Back in November 2006, Gazan women were used as human shields to allow besieged Hamas gunmen to flee from Israeli forces in Beit Hanun. Armed terrorists barricaded themselves in a mosque that was surrounded by IDF troops and tanks. Women gathered outside in response to an appeal on the local radio station for females to protect Hamas fighters. The terrorists managed to escape in women's garb by blending in among those they knew Israeli soldiers wouldn't attack.
That same month, the IAF warned Muhammad Weil Baroud, responsible for firing Kassam rockets at Israel, to evacuate his home in Beit Lahiya in advance of an air strike. Instead, hundreds of locals, mostly women and children, were recruited to Baroud's house. Israel suspended the air strike, lest these human shields be harmed. In response to the incident, Hamas crowed: "We won. From now on we will form human chains around every house threatened with demolition."
The above episode illustrates the potential problems with Deputy Defense Minister Matan Vilna'i's proposal to bulldoze houses from which rockets are fired.

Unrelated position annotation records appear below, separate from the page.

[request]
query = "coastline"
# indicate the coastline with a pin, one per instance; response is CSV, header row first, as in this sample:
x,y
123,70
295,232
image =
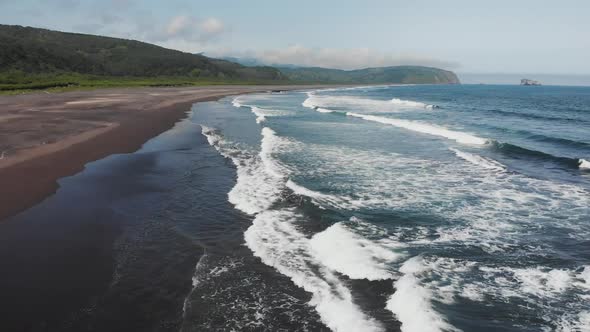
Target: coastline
x,y
117,121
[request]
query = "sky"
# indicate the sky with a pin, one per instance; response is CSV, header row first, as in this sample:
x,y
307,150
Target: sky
x,y
517,36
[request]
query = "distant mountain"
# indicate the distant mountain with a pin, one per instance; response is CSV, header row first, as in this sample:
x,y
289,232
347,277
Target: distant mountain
x,y
393,74
35,51
33,58
383,75
250,62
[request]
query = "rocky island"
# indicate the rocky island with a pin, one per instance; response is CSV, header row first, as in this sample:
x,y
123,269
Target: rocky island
x,y
526,81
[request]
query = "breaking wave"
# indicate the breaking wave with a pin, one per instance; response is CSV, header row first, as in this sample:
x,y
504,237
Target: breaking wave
x,y
424,128
479,160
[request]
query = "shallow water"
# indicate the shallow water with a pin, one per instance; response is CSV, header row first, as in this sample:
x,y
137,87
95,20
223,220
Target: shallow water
x,y
472,202
420,208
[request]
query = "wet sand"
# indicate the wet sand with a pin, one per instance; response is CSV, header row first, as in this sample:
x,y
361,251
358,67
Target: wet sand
x,y
44,137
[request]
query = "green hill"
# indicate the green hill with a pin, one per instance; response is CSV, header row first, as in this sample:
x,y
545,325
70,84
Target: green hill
x,y
33,58
31,55
397,74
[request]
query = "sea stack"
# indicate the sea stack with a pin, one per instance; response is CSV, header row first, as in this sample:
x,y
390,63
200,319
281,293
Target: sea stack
x,y
525,81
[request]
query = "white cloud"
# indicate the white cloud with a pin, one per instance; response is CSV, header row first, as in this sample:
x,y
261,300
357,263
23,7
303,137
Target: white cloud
x,y
355,58
187,28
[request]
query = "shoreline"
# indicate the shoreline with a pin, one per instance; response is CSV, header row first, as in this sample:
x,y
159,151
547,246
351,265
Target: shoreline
x,y
29,181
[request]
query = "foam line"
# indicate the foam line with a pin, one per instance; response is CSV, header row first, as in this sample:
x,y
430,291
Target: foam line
x,y
424,128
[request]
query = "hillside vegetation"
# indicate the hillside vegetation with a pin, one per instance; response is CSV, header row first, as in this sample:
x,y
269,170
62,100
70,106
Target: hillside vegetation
x,y
397,74
33,58
38,58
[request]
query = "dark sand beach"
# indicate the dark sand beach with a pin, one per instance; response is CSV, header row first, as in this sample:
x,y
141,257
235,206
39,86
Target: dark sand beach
x,y
114,247
44,137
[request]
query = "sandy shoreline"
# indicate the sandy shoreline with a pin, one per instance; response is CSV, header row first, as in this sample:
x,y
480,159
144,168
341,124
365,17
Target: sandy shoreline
x,y
44,137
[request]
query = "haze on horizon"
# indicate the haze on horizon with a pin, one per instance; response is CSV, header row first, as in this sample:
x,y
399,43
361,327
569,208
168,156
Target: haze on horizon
x,y
484,37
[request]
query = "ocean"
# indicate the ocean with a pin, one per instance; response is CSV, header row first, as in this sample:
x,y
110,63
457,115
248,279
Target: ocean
x,y
385,208
425,208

The same goes for suggestions such as warning systems giving Gazan civilians time to get out. Even smoke bombs directed at precise coordinates to further warn civilians to depart - in advance of live fire and the destruction of launch sites - could be thwarted by human shields.
Principled despite its vilified reputation, Israel wrestles with a wrenching quandary callously imposed upon it. But Israel shouldn't be the only one to grapple with the ruthlessness of terrorists toward their human shields. Democracies the world over need to internalize what is taking place here, to pin blame where it is due, and to condemn Hamas for its heartlessness toward its own people.